Genç, 50 yaşındaki babasını öldürmüş. İçimden 'Bu nasıl evlat, hayırsız evlat. Bir insan babasının canına nasıl kıyar' diye mırıldanırken, tanık olarak dinlenen 2 genç kız sanığın kardeşleri, orta yaşlardaki kadın ise sanığın halasının sözleri kanımı dondurmuştu.

Evli olan ve karnı burnunda olan genç kız mahkemede, "Ölen maktul babam olur, sanık da ağabeyimdir. Babamın bana tacizi olmuştu. Ailedeki tüm kadınları taciz ediyordu. Ben eşimden boşanmak istediğimi söylemek için eve geldiğimde yine taciz etmişti, bir keresinde de bana tecavüze kalkıştı. Babamın yaptığı tacizleri evdeki herkes söylemiştim" derken, diğer kız kardeş ise "Ölen babam olur, bana, kız kardeşime ve yengeme tacizde bulundu. Babam, büyük ağabeyimin imam nikahlı eşi T.A.'nın göğüslerini tutarken görmüştüm, babamı öldüren ağabeyim O.T. de tacizlerini görmüş. Babam en son ölmeden 2 hafta önce beni taciz etmişti" demişti.

O zaman duruşmayı izleyen herkesi adeta buz kesmişti. 'Bir baba öz kızlarına nasıl bunu yapardı? Bu kızlar doğruyu mu söylüyor, yoksa ağabeylerini kurtarmaya mı çalışıyor?' diye düşünürken, ölen adamın öz kız kardeşine de tacizde bulunduğu ortaya çıkmıştı.

Anlayacağınız ölen adam bildiğiniz tacizci bir sapıktı ve bu adamın yaptıklarına şahit olan 27 yaşındaki oğlu da dayanamayarak babasını öldürmüştü.

Genç, yargılandığı mahkemede babasını öldürmekten 16 yıl hapse çarptırıldı. Mahkeme, gence haksız tahrik indirimleri uyguladı. Adam öldürmenin cezası müebbet iken, mahkeme bu gencin cezasını 16 yıla kadar düşürdü.

Tabii ki o 'baba' kelimesini hiç ama hiç hak etmeyen o adamın cezası ölüm değildi, cezasını kanunlar verebilirdi.
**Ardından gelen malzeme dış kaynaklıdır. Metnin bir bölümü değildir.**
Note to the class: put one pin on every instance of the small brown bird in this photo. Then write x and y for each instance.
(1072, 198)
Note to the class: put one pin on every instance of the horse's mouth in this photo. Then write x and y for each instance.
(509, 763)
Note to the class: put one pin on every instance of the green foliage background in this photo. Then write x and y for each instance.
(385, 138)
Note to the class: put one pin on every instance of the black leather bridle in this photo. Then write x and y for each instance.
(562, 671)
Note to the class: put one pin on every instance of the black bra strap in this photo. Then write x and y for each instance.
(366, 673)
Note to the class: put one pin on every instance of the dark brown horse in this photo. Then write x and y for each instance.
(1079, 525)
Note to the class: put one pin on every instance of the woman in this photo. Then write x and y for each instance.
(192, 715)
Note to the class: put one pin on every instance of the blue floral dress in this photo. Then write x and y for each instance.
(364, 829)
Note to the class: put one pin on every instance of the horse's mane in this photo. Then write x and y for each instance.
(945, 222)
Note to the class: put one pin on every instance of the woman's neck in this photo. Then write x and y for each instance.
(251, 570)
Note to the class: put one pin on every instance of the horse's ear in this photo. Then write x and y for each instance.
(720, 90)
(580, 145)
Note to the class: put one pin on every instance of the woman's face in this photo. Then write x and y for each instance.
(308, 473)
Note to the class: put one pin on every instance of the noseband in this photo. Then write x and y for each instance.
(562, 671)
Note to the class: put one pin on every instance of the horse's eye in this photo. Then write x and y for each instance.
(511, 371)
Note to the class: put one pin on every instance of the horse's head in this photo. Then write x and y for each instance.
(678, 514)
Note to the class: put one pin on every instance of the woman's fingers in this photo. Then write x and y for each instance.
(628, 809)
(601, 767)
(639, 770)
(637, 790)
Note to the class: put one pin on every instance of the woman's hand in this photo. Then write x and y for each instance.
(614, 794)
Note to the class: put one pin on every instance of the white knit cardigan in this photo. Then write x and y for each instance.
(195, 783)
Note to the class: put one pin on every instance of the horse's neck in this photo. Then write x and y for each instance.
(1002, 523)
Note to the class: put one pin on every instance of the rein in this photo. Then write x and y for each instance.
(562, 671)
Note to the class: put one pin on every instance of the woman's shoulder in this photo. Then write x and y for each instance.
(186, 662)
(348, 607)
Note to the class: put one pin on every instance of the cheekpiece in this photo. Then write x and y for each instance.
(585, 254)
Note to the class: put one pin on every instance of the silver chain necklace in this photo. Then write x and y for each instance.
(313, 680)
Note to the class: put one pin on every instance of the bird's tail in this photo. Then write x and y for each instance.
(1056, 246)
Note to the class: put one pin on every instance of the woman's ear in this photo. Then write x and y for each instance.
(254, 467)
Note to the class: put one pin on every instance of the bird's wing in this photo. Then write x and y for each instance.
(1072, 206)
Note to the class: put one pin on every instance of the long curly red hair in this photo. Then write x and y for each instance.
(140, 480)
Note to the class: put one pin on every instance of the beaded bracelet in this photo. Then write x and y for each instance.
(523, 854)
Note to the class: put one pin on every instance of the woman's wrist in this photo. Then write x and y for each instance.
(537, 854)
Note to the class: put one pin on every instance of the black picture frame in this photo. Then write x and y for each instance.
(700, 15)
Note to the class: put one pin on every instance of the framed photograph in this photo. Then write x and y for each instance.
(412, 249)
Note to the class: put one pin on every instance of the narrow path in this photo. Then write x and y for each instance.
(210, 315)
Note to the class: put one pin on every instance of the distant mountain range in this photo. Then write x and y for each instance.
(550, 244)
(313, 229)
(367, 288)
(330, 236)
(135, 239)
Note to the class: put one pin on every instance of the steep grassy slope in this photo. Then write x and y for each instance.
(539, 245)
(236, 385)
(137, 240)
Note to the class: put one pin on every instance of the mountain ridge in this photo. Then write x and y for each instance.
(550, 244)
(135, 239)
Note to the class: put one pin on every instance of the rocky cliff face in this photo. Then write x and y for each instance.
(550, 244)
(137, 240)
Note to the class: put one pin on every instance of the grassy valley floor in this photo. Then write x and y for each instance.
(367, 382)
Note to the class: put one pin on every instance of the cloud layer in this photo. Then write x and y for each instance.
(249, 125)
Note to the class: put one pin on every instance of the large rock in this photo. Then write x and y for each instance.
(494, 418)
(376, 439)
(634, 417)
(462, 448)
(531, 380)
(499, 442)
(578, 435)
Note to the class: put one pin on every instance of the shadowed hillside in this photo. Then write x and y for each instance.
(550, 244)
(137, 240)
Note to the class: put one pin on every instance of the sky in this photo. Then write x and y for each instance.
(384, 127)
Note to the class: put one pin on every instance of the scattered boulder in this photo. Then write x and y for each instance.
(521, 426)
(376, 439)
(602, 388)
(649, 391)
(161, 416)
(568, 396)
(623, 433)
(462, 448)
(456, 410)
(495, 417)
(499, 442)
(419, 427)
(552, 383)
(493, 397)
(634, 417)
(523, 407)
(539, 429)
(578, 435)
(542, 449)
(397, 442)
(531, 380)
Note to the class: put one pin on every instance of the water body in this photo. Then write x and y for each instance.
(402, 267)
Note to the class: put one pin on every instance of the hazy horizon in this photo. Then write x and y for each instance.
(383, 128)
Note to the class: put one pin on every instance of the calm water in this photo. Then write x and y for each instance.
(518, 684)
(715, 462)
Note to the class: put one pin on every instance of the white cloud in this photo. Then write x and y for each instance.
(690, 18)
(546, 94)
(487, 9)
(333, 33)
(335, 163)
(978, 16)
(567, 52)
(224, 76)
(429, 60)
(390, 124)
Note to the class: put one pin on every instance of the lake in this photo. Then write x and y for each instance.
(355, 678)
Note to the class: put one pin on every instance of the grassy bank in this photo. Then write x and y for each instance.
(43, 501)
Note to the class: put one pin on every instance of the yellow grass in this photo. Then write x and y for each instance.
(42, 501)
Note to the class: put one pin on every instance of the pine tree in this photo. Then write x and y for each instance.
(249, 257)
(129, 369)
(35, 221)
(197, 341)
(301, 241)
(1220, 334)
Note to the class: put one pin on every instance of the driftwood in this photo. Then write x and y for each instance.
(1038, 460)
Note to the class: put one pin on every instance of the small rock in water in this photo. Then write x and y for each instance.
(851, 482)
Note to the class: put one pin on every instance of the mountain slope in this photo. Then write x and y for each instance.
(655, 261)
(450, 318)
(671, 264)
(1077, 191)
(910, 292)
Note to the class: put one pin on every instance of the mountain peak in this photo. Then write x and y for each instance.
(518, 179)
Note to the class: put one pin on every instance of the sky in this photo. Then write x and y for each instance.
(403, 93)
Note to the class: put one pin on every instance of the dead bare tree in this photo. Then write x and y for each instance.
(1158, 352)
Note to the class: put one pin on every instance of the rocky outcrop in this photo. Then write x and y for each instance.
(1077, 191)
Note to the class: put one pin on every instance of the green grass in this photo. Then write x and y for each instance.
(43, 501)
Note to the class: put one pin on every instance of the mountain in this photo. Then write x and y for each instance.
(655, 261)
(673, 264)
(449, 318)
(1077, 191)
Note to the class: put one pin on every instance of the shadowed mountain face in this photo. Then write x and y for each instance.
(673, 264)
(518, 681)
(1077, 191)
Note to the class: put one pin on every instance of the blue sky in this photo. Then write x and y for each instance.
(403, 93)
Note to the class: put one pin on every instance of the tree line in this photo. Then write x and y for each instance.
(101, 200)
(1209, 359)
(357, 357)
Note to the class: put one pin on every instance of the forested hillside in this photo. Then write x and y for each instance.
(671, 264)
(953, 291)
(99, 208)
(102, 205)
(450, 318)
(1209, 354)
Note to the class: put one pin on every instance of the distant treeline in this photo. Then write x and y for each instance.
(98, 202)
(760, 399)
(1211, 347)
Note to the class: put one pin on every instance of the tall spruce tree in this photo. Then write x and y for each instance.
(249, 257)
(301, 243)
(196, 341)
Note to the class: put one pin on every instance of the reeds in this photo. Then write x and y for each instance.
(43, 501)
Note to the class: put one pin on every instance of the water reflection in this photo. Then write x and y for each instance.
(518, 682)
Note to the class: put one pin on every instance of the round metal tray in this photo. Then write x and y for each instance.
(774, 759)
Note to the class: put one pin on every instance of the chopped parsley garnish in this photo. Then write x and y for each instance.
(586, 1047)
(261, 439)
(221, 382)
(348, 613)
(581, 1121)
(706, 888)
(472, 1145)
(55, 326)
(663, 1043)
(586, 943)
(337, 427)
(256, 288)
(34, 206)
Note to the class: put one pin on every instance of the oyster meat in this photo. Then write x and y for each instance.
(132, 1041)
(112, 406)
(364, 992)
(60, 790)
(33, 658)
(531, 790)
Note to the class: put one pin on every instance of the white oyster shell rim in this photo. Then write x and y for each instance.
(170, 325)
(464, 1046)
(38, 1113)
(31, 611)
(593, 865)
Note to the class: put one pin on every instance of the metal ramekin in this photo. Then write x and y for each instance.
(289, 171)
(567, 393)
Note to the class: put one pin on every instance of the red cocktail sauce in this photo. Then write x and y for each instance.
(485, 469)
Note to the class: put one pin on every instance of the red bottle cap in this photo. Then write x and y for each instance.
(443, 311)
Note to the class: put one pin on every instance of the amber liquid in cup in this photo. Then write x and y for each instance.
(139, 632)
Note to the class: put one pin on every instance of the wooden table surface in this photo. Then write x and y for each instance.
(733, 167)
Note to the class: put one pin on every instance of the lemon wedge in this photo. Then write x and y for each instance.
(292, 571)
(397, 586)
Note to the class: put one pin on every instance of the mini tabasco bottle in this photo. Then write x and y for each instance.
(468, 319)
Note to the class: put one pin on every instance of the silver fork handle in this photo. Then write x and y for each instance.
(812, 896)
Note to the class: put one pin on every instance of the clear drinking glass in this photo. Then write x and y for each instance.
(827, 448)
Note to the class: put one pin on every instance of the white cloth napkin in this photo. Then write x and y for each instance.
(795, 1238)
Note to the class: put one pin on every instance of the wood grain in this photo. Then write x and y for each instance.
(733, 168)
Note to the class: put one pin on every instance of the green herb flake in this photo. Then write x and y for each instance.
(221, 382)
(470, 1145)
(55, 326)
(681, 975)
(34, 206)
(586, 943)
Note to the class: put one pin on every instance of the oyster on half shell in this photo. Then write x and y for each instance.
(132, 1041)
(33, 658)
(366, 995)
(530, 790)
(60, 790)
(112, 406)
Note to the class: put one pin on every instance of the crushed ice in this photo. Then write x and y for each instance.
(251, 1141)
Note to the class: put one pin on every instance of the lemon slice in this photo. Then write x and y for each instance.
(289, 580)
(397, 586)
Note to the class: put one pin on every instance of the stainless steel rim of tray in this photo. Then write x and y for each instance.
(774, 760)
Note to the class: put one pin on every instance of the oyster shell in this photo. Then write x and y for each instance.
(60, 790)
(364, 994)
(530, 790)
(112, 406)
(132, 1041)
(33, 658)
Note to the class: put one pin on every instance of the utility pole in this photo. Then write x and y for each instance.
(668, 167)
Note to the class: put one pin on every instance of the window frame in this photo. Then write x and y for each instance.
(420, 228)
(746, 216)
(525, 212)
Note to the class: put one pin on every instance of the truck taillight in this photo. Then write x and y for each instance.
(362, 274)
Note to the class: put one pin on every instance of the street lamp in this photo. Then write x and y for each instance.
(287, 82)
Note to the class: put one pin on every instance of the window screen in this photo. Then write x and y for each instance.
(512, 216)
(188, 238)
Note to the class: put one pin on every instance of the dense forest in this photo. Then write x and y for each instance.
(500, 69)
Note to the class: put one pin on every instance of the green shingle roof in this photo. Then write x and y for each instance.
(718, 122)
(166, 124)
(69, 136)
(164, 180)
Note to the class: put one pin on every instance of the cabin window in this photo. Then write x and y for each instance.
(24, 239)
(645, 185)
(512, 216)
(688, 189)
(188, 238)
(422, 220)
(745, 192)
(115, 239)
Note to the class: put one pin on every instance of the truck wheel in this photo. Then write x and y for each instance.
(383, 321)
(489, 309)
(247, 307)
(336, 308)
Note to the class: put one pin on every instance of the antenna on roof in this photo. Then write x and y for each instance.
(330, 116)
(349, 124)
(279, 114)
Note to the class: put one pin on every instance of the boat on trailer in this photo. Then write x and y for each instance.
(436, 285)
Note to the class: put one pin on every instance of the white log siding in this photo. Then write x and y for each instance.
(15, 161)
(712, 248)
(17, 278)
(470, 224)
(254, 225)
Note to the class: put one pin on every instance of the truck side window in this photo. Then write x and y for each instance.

O adam şikayet edilseydi, ömür boyu kodesten çıkamayabilirdi. Yani o adamın yaşadığı her gün ona ölüm olur, bir kez ölmek yerine her gün ölür, hapse giren genç ise hayatına ve özgürlüğüne devam ederdi.

Olmuş ve ölmüşe çare yok tabi, artık ne konuşulsa boş...

Eeeee şimdi bir de olayın başka bir boyutu var o da dünyadan bir pislik temizlenmiş oldu.